Multi-Agent Reinforcement Learning-Based Distributed Dynamic Spectrum Access

Dynamic spectrum access (DSA) is an effective solution for efficiently utilizing the radio spectrum by sharing it among various networks. Two primary tasks of a DSA controller are: 1) maximizing the quality of service of users in the licensee’s network and 2) avoiding interference in communications towards the incumbent network. These two tasks become quite challenging in a distributed DSA network due to the lack of a centralized controller to regulate the sharing of the radio spectrum between incumbents and licensees. Hence, optimization-driven techniques to design power allocation schemes in such a network often become intractable.
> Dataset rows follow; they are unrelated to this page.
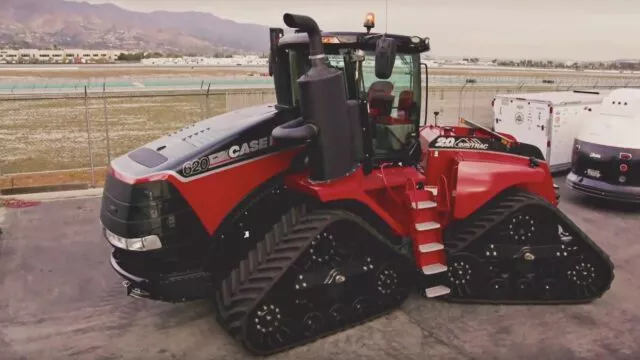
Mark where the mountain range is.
[0,0,269,54]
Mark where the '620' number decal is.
[182,157,209,176]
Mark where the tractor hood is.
[111,105,277,178]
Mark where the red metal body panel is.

Accordingly, in this paper, we present a distributed DSA based communication framework based on multi-agent reinforcement learning (RL), where the multiple cells in the multi-user multiple-input multiple-output (MU-MIMO) licensee network act as agents, and the average signal-to-noise ratio value is the reward. In particular, by considering the physical layer parameters of the DSA network, we analyze various RL algorithms, namely Q-learning, deep Q-network (DQN), deep deterministic policy gradient (DDPG), and twin delayed deep deterministic (TD3), whereby the licensee network learns to obtain the optimal power allocation policies for accessing the spectrum in a distributed fashion without the need for a central DSA controller to manage the interference towards the incumbent. Trade-offs are identified for the considered algorithms with respect to performance, time complexity and scalability of the DSA network.